Edge Delta data input configuration fields

Release version: Yokohama

Updated January 30, 2025

2 minutes to read

Summarize

Summarized using AI

Summary of Edge Delta data input configuration fields

This guide details the configuration fields required to set up an Edge Delta data input within ServiceNow. It explains the purpose and usage of each field on the Edge Delta data input configuration form, enabling customers to correctly stream log data to their ServiceNow instance for effective monitoring and root cause analysis.

Show full answer Show less

Key Configuration Fields

Data input name: The mandatory name identifying the new data input.
Description: Optional field to provide details about the data input.
Transport: Specifies the protocol used to stream log messages. Customers choose between:
- TCP: Preferred for high-volume log data. Requires specifying the MID Server and port. TLS/SSL is not supported with TCP. A corresponding TCP destination must be created in Edge Delta with matching MID Server host and port.
- HTTP: Suitable for smaller logs using RESTful APIs over HTTP or HTTPS. Requires specifying the MID Web Server, which auto-populates the MID Server and port fields. Secure connections use HTTPS if enabled on the MID Web Server. Authentication can be Basic or API Key, which must be included in the Authorization header. An HTTP destination with the correct Endpoint URL and headers must be created in Edge Delta.
MID Web Server: The MID Web Server streaming the log data, required for HTTP transport and auto-populates related fields.
MID Server: The server receiving the Edge Delta logs; mandatory for all transports.
Port: The listening port on the MID Server. Must be within the suggested range, not occupied by other processes, and opened by the organization's security team. Auto-populated for HTTP transport.
Service instance: Required field to bind the log data to a specific service instance. This linkage supports CMDB correlation for root cause analysis. If no relevant service instance exists, customers should create one, add CIs, and set its status to Operational.

Practical Considerations for ServiceNow Customers

Choose the transport protocol based on log volume and security requirements.
Ensure the MID Server and port configurations align with your network and security policies.
Properly configure authentication headers when using HTTP transport to ensure secure log transmission.
Bind logs to the appropriate service instance to leverage ServiceNow’s root cause analysis capabilities through HLA and CMDB correlations.
Coordinate with your security team to open necessary ports and validate the MID Server and MID Web Server setup.

Description of the fields on the Edge Delta data input configuration form.

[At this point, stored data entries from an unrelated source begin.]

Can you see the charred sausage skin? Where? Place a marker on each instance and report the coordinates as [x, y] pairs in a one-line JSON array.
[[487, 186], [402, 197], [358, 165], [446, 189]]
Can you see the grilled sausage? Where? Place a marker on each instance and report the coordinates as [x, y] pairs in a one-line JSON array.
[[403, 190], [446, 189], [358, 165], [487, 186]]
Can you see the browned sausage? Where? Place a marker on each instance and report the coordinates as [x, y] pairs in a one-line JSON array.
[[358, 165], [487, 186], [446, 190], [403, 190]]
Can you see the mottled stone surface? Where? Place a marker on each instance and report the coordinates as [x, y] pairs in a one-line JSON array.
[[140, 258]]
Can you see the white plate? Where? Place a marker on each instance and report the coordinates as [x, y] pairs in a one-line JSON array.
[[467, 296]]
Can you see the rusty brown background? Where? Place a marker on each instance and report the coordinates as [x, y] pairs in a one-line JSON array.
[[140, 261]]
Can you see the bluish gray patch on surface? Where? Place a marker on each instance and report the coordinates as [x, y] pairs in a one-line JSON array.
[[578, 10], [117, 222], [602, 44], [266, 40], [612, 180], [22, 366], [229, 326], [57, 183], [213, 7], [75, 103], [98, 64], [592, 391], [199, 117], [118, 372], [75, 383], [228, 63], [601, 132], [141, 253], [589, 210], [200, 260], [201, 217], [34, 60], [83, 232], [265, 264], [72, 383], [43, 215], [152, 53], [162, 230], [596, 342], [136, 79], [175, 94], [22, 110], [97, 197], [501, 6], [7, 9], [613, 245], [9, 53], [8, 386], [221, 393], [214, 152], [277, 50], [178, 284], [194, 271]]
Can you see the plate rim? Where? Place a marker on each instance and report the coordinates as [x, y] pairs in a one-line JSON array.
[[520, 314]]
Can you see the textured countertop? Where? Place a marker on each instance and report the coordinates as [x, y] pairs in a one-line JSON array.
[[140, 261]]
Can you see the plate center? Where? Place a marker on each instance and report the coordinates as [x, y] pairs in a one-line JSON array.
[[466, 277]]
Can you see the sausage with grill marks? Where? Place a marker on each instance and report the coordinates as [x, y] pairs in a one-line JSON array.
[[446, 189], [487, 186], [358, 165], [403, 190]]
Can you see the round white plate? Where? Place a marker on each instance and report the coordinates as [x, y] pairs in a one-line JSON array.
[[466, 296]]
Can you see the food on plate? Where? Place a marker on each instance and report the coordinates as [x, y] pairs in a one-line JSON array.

Table 1. Edge Delta data input configuration form
Field	Description
Data input name	Name of the new data input. This field is required.
Description	Description of the data input.
Transport	The Edge Delta destination used for streaming log messages to the ServiceNow instance. The options are: TCP - Frequently used for handling large volumes of log data. If you select TCP, you must provide the MID Server and port. When choosing the TCP transport option, create a TCP destination in Edge Delta to send log data to the instance from any source, using the same MID Server host and port you have configured for the Edge Delta data input. Note: For TCP, TLS/SSL is not supported. HTTP: Frequently used for sending smaller logs via RESTful APIs, HTTP, or HTTPS for secure transmission. Note: For the HTTP protocol, authentication is used. If you select HTTP, you must provide the MID Web Server that is running on the MID Server. The system then populates the MID Server and port fields automatically, based on the provided MID Web Server. Depending on the MID Web Server configuration, you can send logs using either HTTP or HTTPS. If the Secure Connection check box on the MID Web Server extension form is clear, use HTTP. If it is selected, use HTTPS. For more information, see Event Management MID Web Server extension form. In addition, if the Authentication Type on the MID Web Server extension form is Basic, provide Basic authentication details in the Authorization header. If the Authentication Type is API Key, provide the key as “Key Api_Key". When choosing the HTTP transport option, create an HTTP destination in Edge Delta and enter the Endpoint URL in the following format: http://{MID_SERVER_IP}:{MID_WEB_SERVER_PORT}/api/mid/hla/raw. In Advanced Settings, create two headers to be attached to the HTTP request: An Authorization header with the MID Web Server API key value or basic credentials as MID Web Server configured. A Content-Type header named with the application/json value.
MID web server	The MID Web Server to which the log data is streamed.
MID server	The MID Server to which the Edge Delta logs are streamed. This field is required. If you selected HTTP in the Transport field, this field is populated automatically based on the selected MID Web Server.
Port	The port on the MID Server used for listening to logs. Choose a port within the suggested range from the array. In the case of TCP transport, the port must not be occupied by another process. Make sure that your organization’s security team opens the selected port. This field is required. If you selected HTTP in the Transport field, this field is populated automatically based on the selected MID Web Server.
Service instance	The service instance to which to bind the log data. This field is required. Choosing the service instance enables HLA to correlate CIs and service instances in the CMDB for root cause analysis. Note: If no relevant service instance exists, Create an service instance and add CIs to it. Set the status of the new service instance to Operational.